ORTに求められる適切なORSの組成については議論があるところですが、1975年にWHOが推奨したORSはナトリウムが90mEg/L、ブドウ糖は2%の濃度で、浸透圧が311mOsm/Lと高Na、高浸透圧の組成でした。この組成はコレラなどの重度の下痢には適していますが、先進国でみられるような軽症~中等症の脱水症には適さないことが分かってきました。その後の研究で、現在は60~70mEq/Lとナトリウム濃度を低くした低張性のORSが推奨されています。

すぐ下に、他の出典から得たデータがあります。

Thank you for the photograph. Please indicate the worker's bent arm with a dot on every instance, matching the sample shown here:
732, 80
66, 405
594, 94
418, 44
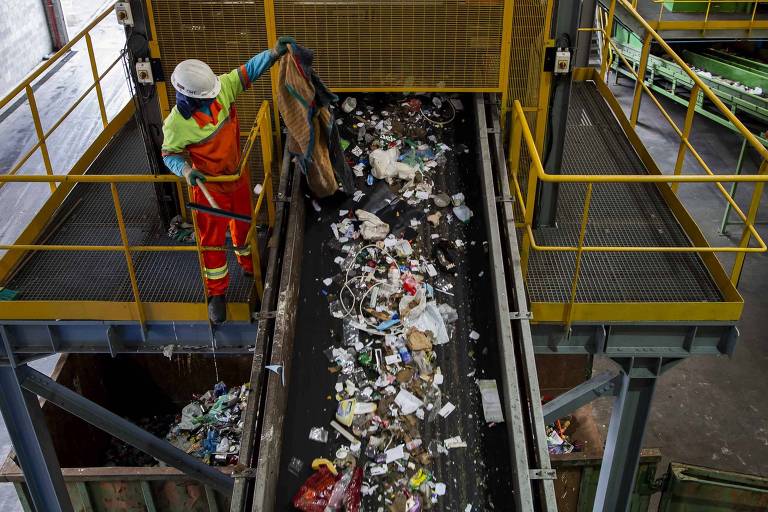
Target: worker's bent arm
175, 164
240, 79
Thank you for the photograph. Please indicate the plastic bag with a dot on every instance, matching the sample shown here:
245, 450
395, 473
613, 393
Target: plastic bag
373, 228
314, 494
383, 163
337, 495
353, 495
419, 314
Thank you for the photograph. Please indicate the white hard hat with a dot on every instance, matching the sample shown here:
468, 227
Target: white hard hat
194, 78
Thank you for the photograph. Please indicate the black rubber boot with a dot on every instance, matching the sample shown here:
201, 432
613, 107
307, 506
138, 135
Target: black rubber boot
217, 309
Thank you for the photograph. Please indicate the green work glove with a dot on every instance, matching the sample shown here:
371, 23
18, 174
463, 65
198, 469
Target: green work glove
281, 47
192, 175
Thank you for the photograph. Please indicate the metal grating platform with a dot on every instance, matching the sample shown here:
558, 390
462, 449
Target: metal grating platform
87, 217
620, 214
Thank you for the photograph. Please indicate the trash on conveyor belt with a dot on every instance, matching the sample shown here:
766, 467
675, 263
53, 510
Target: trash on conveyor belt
209, 428
389, 287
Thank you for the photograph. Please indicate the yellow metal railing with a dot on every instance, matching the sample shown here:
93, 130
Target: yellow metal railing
750, 15
261, 129
521, 138
26, 87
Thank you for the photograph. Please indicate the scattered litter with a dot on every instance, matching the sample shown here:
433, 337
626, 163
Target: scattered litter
408, 402
454, 442
318, 434
447, 409
463, 213
295, 466
489, 393
373, 228
209, 427
397, 252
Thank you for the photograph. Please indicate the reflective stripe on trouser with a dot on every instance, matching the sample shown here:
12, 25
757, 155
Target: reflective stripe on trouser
213, 233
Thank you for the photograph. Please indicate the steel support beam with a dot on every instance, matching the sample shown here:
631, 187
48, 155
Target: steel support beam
521, 326
513, 393
604, 384
33, 445
39, 384
625, 433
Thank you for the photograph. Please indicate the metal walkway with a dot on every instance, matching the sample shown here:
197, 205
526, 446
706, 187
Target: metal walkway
87, 217
620, 214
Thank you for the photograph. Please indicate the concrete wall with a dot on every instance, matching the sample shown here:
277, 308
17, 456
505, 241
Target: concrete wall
24, 40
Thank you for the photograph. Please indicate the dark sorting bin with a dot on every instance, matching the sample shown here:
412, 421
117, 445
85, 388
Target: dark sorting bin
135, 386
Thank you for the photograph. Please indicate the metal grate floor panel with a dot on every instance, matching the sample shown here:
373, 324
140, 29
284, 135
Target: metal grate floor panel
87, 217
621, 215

日本で市販されているORSは、WHOの推奨よりも、かなりナトリウム濃度が低いものが多いです。WHOの推奨に適合するのは、OS-1®のみになります。

ただ、ナトリウム濃度を高くすると、自然と塩味が強くなるため、味が飲みにくいというお子さんもおられます。そういった点で、アクアライト®ORSやアクエリアス®経口補水液、アクアソリタ®などで代用することも一考してもよいと思います。

手作りのORS

市販のORSが手元にない、もしくは飲みにくいなどある場合は、自宅でORSを作ることも可能です。

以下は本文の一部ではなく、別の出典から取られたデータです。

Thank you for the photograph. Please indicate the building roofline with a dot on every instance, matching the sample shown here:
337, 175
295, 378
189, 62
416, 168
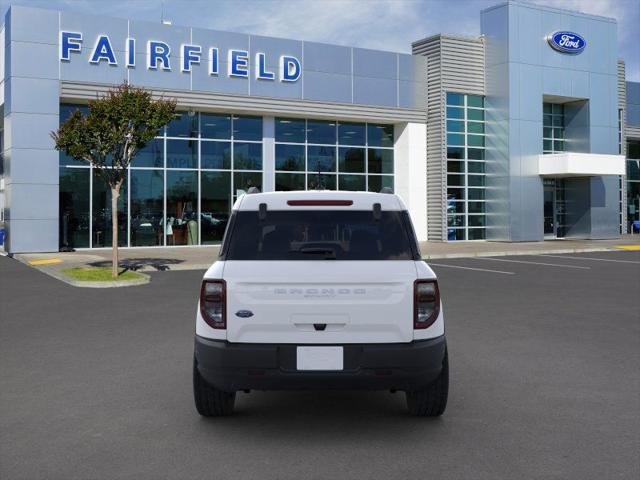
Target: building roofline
521, 3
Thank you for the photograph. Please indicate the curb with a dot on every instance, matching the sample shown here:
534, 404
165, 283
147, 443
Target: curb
84, 284
518, 252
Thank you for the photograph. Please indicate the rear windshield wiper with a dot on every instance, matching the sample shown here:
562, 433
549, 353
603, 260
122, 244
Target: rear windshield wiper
330, 253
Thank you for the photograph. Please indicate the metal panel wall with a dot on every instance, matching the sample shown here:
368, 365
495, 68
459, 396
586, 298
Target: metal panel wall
454, 64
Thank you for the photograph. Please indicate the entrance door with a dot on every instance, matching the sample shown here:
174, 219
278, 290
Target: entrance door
554, 208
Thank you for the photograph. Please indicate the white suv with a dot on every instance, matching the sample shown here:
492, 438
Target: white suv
320, 290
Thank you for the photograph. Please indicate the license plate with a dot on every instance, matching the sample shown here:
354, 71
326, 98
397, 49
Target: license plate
320, 358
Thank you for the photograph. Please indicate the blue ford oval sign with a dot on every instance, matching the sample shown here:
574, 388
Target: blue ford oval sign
567, 42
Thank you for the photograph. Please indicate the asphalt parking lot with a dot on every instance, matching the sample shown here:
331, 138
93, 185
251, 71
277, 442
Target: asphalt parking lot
544, 354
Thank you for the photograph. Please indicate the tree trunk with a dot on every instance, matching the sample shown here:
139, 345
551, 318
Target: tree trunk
115, 193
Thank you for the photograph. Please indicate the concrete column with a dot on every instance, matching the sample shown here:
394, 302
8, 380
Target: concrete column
410, 167
31, 111
268, 154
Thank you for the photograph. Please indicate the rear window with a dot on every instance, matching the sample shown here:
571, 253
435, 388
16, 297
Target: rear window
320, 235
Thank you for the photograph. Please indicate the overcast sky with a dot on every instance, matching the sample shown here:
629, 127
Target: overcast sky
378, 24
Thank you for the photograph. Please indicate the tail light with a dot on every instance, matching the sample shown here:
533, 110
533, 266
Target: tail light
426, 303
213, 303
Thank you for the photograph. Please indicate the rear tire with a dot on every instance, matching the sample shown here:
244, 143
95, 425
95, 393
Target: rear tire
211, 402
432, 401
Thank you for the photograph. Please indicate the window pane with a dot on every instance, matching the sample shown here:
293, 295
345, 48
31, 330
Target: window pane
380, 161
290, 157
101, 215
455, 194
182, 153
476, 193
247, 156
215, 126
243, 181
476, 207
633, 169
378, 182
475, 101
351, 133
321, 159
182, 208
455, 234
321, 182
379, 135
183, 125
147, 187
319, 131
476, 167
74, 207
475, 153
455, 221
215, 155
455, 152
455, 180
473, 114
455, 126
247, 128
475, 140
475, 127
455, 207
351, 160
289, 181
476, 234
215, 204
152, 155
476, 180
352, 182
290, 130
455, 167
454, 112
476, 220
455, 98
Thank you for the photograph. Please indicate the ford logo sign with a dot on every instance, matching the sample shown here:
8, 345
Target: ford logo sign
567, 42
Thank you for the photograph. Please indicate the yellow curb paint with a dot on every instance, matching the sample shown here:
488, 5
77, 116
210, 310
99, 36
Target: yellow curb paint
47, 261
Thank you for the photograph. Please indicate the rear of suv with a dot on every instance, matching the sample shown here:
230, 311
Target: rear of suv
320, 290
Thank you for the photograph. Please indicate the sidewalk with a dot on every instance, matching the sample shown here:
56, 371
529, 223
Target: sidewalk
200, 258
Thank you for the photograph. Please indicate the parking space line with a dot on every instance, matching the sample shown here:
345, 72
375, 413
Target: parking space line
531, 263
470, 268
591, 258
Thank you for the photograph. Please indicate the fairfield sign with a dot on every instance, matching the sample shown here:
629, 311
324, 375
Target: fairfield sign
159, 56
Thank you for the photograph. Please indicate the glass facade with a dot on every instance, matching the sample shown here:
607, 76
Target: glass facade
552, 128
466, 213
633, 185
179, 189
332, 155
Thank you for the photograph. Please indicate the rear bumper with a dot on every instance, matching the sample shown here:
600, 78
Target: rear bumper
253, 366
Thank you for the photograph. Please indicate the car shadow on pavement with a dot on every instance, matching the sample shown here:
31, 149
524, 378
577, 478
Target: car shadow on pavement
159, 264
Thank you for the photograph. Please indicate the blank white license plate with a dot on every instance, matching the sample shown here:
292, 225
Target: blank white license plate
320, 358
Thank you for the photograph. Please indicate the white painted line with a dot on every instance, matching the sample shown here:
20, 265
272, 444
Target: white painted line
531, 263
591, 258
469, 268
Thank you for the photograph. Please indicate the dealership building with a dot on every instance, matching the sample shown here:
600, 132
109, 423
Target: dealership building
525, 133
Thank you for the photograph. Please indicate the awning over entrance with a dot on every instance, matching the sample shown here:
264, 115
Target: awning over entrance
573, 164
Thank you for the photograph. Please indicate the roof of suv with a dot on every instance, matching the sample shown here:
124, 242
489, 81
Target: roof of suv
319, 199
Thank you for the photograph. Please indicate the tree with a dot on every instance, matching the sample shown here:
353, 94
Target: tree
117, 126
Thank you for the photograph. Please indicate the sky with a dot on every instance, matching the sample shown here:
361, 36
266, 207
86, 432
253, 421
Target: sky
378, 24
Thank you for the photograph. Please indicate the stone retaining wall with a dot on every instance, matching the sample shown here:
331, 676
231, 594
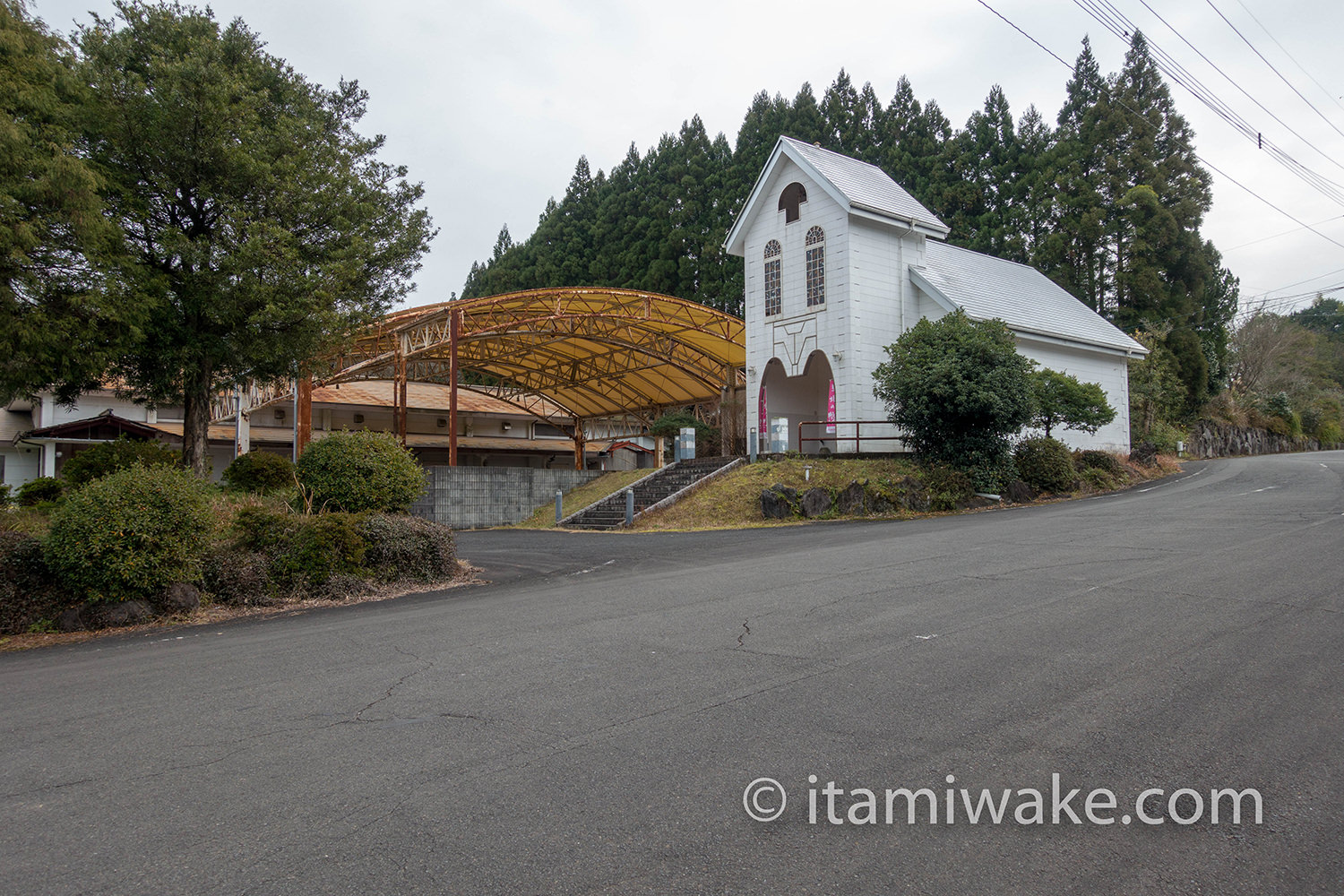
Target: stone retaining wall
1210, 438
475, 497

水1Lに対して、砂糖18g、食塩3g+柑橘系の果汁(ポッカレモン®など)少々

そのほか、みそ汁や野菜スープなども代用として一考してよいと思います。

乳児の場合

母乳や人工乳を飲んでいるお子さんについては、ふだん飲んでいる母乳やミルクで問題ないです。ミルクは薄めたりする必要はありませんし、母乳栄養であればそのまま母乳を継続しましょう。一気に飲んでしまうと、嘔吐を誘発しますので、少量ずつ飲ませるようにしましょう。

ORSの飲ませ方

嘔吐が激しい時には、まず病院でもらった吐き気止めの内服や座薬を使いましょう。

30分ぐらい経過すると、お薬が効いてきますから、その時点でORSを始めます。

ORSを飲ませるときのポイントは、「少しずつ、こまめ」にです。

ペットボトルのふた1杯、約7ml小さいおちょこ1杯、約30mlです。

例えば

体重10kgのお子さんなら

1時間で120ml~240ml ペットボトルのふたなら20~30回、小さいおちょこなら5~10回を飲ませます。次の4時間で480~960ml(ペットボトル1本~1.5本)を飲ませます。

体重20kgのお子さんなら

1時間で240ml~480ml(ペットボトル1本)、次の4時間で960~1920ml(ペットボトル2本~4本)を飲ませます。